One bright spot in the market is that new listings declined along with home sales in July. CREB notes that just 2,684 homes were listed last month, down from 3,101 in June and from 2,988 in July 2015.
The fall helped prevent inventory gains, which in turn helped reduce pressure on Calgary’s benchmark home price. It came in at $440,000 in July, and while that’s a decline of 4.2 per cent year-over-year, it’s only slightly lower than the June level. Interestingly, benchmark home prices have fallen much more significantly in some districts of Calgary than they have in others — year-to-date the City Centre region has experienced a drop of 5.1 per cent, while the North East area has seen a fall of just 0.8 per cent.

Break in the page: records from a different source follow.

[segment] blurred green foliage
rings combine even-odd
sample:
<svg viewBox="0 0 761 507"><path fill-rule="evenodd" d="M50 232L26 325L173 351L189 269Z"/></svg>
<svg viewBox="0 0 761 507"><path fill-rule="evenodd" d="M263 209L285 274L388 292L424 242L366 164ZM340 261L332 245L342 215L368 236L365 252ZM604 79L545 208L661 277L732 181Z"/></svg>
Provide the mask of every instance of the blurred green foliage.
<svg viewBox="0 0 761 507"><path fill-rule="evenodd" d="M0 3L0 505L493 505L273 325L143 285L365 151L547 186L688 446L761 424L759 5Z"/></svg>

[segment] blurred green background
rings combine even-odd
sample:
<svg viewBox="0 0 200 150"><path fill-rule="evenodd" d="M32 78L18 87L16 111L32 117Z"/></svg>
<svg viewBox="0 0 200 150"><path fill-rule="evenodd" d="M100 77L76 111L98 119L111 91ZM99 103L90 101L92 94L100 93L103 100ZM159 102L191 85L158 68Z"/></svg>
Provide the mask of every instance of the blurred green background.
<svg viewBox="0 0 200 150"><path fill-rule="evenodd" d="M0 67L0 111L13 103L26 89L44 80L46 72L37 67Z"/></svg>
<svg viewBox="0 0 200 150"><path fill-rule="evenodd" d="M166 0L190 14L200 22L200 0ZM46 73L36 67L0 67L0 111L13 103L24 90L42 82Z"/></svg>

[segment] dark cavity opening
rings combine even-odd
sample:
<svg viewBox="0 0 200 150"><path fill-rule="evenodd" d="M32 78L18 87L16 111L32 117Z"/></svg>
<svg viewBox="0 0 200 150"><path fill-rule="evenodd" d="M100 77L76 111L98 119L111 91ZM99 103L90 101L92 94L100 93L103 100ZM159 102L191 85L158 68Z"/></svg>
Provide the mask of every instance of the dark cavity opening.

Different home types have also seen sizeable differences in benchmark price declines. For instance, while the benchmark price for a detached Calgary home was $502,300 in July, down 3.4 per cent year-over-year, the city’s apartment benchmark was down 6.6 per cent from last July at $277,000. Semi-attached and row homes saw year-over-year benchmark price falls of 3.1 and 5.5 per cent, respectively.
CREB attributes the larger benchmark price decline for apartments to the fact that apartment inventory has been high in 2016. So far this year, the apartment sector has averaged 6.3 months of supply, much higher than 3 and 4.2 months for detached and attached homes.
Overall, CREB President Cliff Stevenson sees July’s home sales and price activity as unsurprising. “To buyers and sellers that have been paying attention to the housing market in Calgary and surrounding areas, it should come as no surprise that we continue to see a slowdown in sales activity,” he said.